Doce relatos componen ‘Kingwood’ (Editorial Pre-textos, 2019), el más reciente libro del narrador venezolano Antonio López Ortega, nacido el 6 de abril de 1957, en Punta Cardón, estado Falcón. Un libro de madurez, de compromiso con el oficio y con la propia mirada de la creación y del país.
No sé cómo lo percibirán los lectores de otras nacionalidades, pero puedo asegurar que para el lector venezolano, estos relatos son estremecedores. Son como la pasta traslúcida que resultara de un prolongado proceso de amasado. Son textos emanados de un dolor profundo, que encuentra en la anécdota un pacto para aludir a lo indecible.
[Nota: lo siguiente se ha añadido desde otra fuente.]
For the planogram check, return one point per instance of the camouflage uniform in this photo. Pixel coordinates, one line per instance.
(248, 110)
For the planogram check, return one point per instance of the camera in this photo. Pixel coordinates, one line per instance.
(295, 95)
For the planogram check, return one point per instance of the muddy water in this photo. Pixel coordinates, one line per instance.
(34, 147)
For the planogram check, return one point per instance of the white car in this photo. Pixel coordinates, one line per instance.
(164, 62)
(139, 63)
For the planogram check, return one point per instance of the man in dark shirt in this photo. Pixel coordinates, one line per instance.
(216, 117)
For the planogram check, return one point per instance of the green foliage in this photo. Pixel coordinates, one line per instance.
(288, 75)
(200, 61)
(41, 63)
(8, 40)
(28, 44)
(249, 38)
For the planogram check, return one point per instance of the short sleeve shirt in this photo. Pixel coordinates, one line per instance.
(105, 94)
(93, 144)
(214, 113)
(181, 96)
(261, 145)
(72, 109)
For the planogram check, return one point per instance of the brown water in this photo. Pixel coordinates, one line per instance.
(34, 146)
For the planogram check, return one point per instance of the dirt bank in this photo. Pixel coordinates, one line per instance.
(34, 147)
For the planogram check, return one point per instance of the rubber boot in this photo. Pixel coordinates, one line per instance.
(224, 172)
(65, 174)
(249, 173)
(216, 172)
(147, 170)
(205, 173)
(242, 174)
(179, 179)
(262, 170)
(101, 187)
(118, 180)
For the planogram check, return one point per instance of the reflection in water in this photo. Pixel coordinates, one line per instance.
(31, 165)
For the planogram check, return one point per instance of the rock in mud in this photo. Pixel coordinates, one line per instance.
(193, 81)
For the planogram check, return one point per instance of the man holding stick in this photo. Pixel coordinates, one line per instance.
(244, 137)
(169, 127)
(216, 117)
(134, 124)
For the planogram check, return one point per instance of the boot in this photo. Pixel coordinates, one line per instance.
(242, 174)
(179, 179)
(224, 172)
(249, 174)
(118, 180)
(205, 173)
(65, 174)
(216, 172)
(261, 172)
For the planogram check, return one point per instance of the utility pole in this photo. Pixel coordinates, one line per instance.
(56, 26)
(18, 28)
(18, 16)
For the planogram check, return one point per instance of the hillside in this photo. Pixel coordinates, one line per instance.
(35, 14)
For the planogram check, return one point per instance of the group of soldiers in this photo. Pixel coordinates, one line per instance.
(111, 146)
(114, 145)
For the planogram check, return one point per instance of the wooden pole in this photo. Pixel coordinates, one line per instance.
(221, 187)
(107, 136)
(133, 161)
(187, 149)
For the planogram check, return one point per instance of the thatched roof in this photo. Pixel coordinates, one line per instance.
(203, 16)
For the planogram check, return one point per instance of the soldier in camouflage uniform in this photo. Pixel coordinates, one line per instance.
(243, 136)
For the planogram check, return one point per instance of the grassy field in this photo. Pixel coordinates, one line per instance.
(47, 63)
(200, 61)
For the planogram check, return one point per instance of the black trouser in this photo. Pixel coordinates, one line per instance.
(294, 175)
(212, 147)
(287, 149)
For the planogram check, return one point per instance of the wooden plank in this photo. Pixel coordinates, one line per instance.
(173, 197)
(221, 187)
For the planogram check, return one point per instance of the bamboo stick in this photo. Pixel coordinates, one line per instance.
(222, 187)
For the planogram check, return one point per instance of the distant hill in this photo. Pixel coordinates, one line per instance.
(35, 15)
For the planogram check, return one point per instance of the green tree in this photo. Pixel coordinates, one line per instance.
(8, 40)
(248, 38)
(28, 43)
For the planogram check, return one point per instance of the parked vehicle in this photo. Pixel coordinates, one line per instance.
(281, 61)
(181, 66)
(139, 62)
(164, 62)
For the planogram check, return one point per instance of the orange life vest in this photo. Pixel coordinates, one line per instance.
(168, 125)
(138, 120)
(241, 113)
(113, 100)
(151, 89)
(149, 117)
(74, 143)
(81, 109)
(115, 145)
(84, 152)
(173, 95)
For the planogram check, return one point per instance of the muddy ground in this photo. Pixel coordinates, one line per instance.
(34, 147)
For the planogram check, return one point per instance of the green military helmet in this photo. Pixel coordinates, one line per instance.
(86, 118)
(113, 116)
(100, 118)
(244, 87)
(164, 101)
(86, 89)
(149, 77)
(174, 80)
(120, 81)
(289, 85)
López Ortega es escritor de más de una decena de títulos, que abarcan, la novela, el cuento, la microficción, la literatura epistolar, el diario literario, el ensayo y el artículo de opinión. Es editor, antologista y experimentado promotor cultural.
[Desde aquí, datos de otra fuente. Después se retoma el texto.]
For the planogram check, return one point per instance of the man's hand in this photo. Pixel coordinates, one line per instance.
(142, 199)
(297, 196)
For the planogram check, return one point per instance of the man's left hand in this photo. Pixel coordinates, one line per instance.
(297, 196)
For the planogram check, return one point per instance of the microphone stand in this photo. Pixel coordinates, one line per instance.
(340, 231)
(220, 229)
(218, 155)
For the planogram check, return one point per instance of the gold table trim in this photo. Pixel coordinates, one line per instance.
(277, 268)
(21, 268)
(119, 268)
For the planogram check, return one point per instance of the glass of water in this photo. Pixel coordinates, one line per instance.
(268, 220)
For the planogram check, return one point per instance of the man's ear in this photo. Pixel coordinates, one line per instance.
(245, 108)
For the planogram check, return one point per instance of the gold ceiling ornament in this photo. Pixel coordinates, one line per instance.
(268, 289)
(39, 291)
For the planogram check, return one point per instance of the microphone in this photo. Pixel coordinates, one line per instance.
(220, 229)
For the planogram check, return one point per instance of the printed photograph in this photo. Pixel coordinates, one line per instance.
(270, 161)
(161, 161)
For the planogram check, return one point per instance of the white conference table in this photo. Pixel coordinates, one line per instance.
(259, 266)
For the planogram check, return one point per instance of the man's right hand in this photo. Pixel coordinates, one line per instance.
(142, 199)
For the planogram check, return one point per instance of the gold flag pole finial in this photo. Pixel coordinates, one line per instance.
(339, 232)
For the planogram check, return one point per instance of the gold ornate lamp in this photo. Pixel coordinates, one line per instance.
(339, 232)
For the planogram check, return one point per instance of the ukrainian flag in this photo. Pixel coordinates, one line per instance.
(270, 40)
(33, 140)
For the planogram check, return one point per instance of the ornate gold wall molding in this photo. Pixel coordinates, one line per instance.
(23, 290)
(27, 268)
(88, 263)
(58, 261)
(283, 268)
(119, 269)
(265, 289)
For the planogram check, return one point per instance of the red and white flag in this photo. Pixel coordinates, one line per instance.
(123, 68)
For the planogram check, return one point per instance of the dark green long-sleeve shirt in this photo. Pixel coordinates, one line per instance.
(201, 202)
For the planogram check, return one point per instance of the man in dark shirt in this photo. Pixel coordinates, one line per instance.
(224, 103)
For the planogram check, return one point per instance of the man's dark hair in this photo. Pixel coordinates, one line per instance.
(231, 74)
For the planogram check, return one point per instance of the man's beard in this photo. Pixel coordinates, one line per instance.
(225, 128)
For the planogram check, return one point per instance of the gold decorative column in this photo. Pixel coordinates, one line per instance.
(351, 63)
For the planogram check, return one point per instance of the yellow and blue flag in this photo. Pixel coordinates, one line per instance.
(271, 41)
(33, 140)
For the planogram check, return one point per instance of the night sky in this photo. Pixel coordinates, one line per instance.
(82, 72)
En esta entrevista nos concentraremos en este libro, obra de maestro, escrito entre Margarita, donde el autor vivió hasta que se mudó a Santa Cruz de Tenerife, septiembre de 2017.
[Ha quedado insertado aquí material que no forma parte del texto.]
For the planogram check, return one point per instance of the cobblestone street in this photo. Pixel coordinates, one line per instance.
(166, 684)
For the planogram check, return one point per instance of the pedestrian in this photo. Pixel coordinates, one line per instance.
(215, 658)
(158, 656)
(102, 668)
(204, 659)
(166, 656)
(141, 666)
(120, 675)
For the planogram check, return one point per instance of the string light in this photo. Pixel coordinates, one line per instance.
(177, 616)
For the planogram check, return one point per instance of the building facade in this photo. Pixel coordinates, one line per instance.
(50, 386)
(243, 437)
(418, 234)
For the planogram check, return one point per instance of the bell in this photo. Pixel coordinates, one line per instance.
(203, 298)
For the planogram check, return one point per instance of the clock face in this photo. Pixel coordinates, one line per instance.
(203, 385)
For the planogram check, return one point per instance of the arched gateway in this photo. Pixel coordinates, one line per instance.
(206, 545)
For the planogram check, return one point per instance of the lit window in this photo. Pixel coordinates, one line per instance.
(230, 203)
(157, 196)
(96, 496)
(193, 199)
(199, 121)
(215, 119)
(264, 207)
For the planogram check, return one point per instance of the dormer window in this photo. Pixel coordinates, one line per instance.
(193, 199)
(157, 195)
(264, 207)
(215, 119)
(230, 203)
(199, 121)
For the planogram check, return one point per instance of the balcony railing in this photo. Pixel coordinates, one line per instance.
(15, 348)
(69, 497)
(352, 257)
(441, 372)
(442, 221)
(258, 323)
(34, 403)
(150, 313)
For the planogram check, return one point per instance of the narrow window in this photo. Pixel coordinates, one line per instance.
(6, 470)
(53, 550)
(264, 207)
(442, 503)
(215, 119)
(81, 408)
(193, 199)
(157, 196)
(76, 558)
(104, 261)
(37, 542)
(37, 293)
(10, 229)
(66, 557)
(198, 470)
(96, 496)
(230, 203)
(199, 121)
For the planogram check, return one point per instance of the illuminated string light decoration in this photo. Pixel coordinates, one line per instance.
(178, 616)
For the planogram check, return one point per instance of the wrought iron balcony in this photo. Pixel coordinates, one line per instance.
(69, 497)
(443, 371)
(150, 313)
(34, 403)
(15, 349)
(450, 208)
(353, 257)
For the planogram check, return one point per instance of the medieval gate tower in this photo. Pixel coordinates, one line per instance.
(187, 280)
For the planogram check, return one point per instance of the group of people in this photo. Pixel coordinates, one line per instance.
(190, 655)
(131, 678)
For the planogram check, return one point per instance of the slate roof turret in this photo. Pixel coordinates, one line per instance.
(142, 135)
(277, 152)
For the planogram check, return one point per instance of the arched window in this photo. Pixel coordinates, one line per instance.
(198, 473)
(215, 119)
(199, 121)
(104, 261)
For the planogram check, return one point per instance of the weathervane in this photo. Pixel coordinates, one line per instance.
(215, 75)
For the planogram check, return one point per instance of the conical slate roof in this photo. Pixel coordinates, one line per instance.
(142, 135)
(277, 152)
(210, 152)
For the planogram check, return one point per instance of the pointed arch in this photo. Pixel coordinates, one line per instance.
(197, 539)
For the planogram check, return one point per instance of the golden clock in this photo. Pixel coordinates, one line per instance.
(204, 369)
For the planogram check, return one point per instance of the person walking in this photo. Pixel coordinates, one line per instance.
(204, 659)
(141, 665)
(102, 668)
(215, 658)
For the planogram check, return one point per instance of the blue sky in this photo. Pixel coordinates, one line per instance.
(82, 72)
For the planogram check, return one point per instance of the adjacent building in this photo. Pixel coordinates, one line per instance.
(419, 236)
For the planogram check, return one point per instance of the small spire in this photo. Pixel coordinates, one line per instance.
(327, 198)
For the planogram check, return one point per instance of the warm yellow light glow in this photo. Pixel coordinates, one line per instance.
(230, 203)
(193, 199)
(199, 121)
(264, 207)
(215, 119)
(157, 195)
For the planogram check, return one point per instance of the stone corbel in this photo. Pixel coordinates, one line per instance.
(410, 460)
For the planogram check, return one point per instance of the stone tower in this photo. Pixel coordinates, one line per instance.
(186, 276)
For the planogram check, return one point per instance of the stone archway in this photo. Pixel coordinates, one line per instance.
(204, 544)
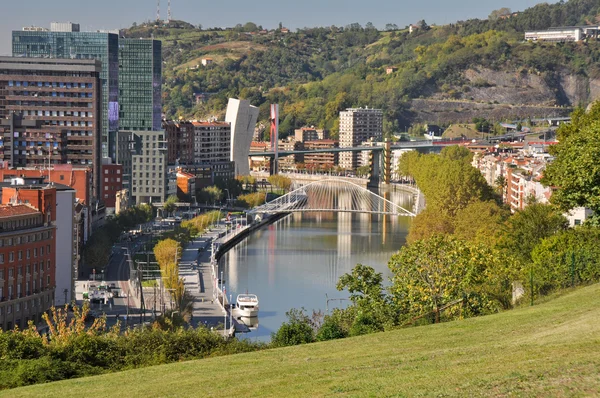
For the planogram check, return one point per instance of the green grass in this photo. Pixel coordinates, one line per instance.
(552, 349)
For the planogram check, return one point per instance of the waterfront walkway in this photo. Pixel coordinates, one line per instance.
(198, 280)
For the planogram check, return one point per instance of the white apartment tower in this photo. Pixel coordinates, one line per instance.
(356, 126)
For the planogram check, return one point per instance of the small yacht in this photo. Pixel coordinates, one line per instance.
(246, 305)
-¿Cómo fue el proceso de escribir este libro. ¿Sabía desde el comienzo que tenía un libro con tanta unidad como tiene este o fue escribiendo relatos que luego vio que componían un conjunto?
-La sensación de unidad sobrevino cuando tenía todos los relatos escritos y no antes. En general, cuando se trata de libros de relatos, en mi caso las ideas llegan en función de cada pieza y no del conjunto. De manera que, si en la lectura se percibe unidad, eso debería corresponder a otras variables: Estados de ánimo, sensibilidades, percepciones, esto es, impulsos más bien inconscientes. Como lector, yo he sido el primer sorprendido, porque ciertamente es un libro muy cohesionado, muy articulado. Pero esto, repito, no responde a una planificación, sino a razones más bien oscuras: Quizás al dolor, a la pérdida, a elementos accidentales. El libro lleva un epígrafe de Jung que dice: “No somos nosotros los que hacemos un sueño o accidente”, una frase que me parece poderosa, y yo agregaría: Quizás son los sueños o los accidentes los que nos hacen a nosotros. Y este libro está lleno de sueños y accidentes.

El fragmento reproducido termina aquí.